Et quand surgissent des incidents, violences, débordements, tensions, ils deviennent aussitôt de simples « épisodes malheureux », presque poétiques, aussitôt dissous dans la « fraternité interafricaine ». Le réel dérange ? On le dilue. La colère existe ? On la nie. Le malaise social ? Inexistant dans la prose royale.

Le déni comme méthode de gouvernement

La phrase est révélatrice : face au « dénigrement », le Makhzen et son  Roi sont « persuadés que les desseins hostiles ne parviendront jamais à leurs fins ». Traduction : toute critique est hostile, toute contestation est suspecte, toute voix dissonante est un complot.

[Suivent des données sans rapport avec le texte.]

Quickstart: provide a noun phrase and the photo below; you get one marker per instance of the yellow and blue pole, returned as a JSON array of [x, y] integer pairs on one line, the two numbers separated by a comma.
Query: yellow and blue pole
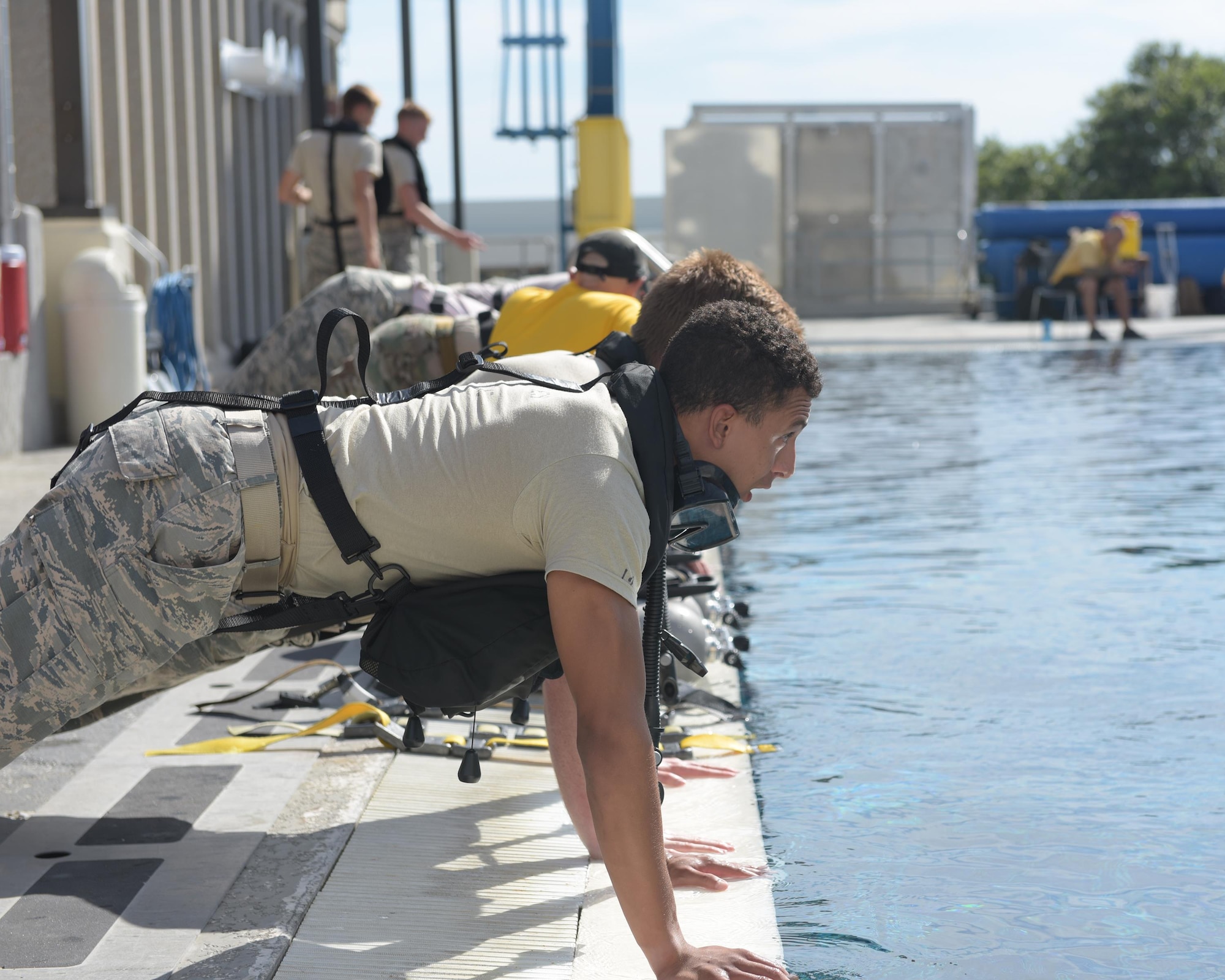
[[602, 198]]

C’est la vieille recette autoritaire : disqualifier la critique avant même qu’elle ne parle. Transformer le désaccord en trahison. Présenter la monarchie comme éternellement vertueuse, donc éternellement innocente.

La proximité imaginaire d’un Roi lointain

On nous parle de « proximité cultivée au fil des siècles ». Belle formule. Presque poétique. Mais à force d’être répétée, elle sonne creux. La proximité proclamée n’est qu’un slogan quand elle ne se traduit ni par justice sociale, ni par égalité réelle, ni par dignité vécue.

Le Makhzen parle au peuple, jamais avec lui. il le célèbre à distance, comme on célèbre une foule depuis un balcon : avec chaleur, mais sans contact.

Conclusion : le mensonge en costume d’apparat

Ce communiqué n’est pas un message. C’est une mise en scène. Une chorégraphie verbale où le Roi incarne à la fois le visionnaire, le bâtisseur, le rassembleur et le sage africain pendant que le peuple, lui, continue de vivre hors du texte, hors du cadre, hors de la fête.

À force de peindre un Maroc irréel, le pouvoir finit par avouer son plus grand aveu : il ne regarde plus le pays tel qu’il est, mais tel qu’il voudrait qu’on le croie.

Et c’est là que le rire devient noir. Car pendant que le discours royal s’auto-congratule, le réel, lui, n’applaudit plus. Il attend. Il observe. Et il n’oublie pas.